Timeliness: Timeliness refers to how up to date the data are at the time of release.9 Timeliness reflects the time between data request and data acquisition, and the time between data acquisition and data release for research use. Long delays between acquisition and release might suggest resourcing issues that need to be resolved with data providers. The currency of documentation has also been added as a new indicator of timeliness.9 Metadata serve to inform users of important data characteristics and limitations. Decisions to use data must therefore be made on up-to-date documentation. Documentation currency is measured by the difference in time between data release and release of associated metadata.9
Interpretability: Interpretability is defined as the ease with which a user can understand the data.15 This is based on the quality of documentation provided, policies and procedures, formats, and metadata. If documentation is poor, data quality issues may go unrecognized.9 MCHP does not currently have operational measures for evaluating the interpretability of data, but is developing these for future use.
Figure 1.
Schematic of the Manitoba Centre for Health Policy's data quality framework.
Figure 2.
Example of data missingness. This output describes trends in missing data over several calendar years. Variables are listed on the Y-axis and years are listed on the X-axis. The cells contain the percent of missing data in that variable during each year. For example, there was 100% of data missing for mets_brain and mets_bone from 2005 to 2009, but then data capture increased so that only ≤30% was missing during the following years.
Figure 3.
Example of VIMO macro output: data correctness.
Figure 4.
Example of TREND macro analysis: data trends over time. This trend line shows participation in a treatment program in Winnipeg, Manitoba. Services increase steadily over time, with a dip in 2005. The trend line and regression are computed from measurements across the data points.
DISCUSSION
The growth of data repositories globally has necessitated the development and application of data quality frameworks to ensure that research using administrative data is based on sound, high-quality information. This case report describes the 5 core dimensions of MCHP’s data quality framework, which may serve as an exemplar for other research institutions working with administrative data and seeking to improve their data quality assessment process. Early work on the MCHP data quality framework informed the development and adoption of a data quality assessment framework by 2 other administrative data research institutions: ICES in Ontario, Canada,8 and the Secure Anonymized Information Linkage Databank in Swansea, UK.20 The information presented here has the potential to initiate this transformative process for other institutions worldwide.
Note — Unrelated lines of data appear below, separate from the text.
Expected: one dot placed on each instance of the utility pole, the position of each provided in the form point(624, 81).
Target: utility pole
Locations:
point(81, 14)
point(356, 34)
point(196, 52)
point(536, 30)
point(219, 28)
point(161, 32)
Failing to monitor data quality has multiple repercussions: increased project duration, effort, and costs; poorly informed, biased, or outdated decision-making; damaged trust in study results; and decreased end-user satisfaction. Our rigorous framework mitigates these negative consequences and provides several advantages for researchers working with administrative data. First, it provides a metric for the degree to which data quality varies over time. These comparisons can help to determine whether specific fields exhibit sudden changes in missing values or numbers of cases. Second, the framework serves to communicate issues of data quality to data users, and does so in an accessible, user-friendly way. For example, the color-coded VIMO macro output serves as a kind of “dashboard” for assessing quality indicators of a particular dataset at a glance. The ability to easily and rapidly compare data quality across different datasets is increasingly important for studies involving multiple collaborators and/or spanning numerous jurisdictions. Finally, and uniquely among the other available data frameworks we examined, the macros and other coding tools developed as part of the MCHP framework are available for free under a General Public License,21 allowing interested users to adopt or adapt specific framework components to suit their individual needs.
Future directions
At MCHP, we are developing the capacity to use big data analytic techniques to unlock the potential of unstructured (or free-text) data, such as physicians’ notes in electronic medical records, emergency room triage notes, and imaging reports. Developing the technology to analyze these free-text data sources will add value and sophistication to traditional analytic approaches for structured administrative data, but will also present new challenges for data quality assessment.22,23 We will draw on expertise from other fields (including engineering, computer science, and mathematics) to develop appropriate techniques for assessing the data quality of unstructured health data.
Funding
This research received no specific grant from any funding agency in the public, commercial, or not-for profit sector.
Competing Interests
The authors have no competing interests to declare.
Contributors
The need for the data quality framework described in this study was conceptualized by MS, LL, MA, and LR. MA led the literature review, MS, LL, and MA designed the framework, and SH implemented it. All authors participated in interpreting the framework outputs. The manuscript was drafted by JE and JO, and all authors read and revised the content critically. The final version was approved by all authors, who agree to be accountable for the work presented.
References
- 1. Raghupathi W, Raghupathi V. Big data analytics in healthcare: promise and potential. Health Inf Sci Syst. 2014;23. [DOI] [PMC free article] [PubMed] [Google Scholar]
- 2. Elias P. Administrative data. In: Dusa A, Nelle D, Stock G, Wagner G, ed. Facing the Future: European Research Infrastructures for the Humanities and Social Sciences. Berlin: SCIVERO; 2014:47–48. [Google Scholar]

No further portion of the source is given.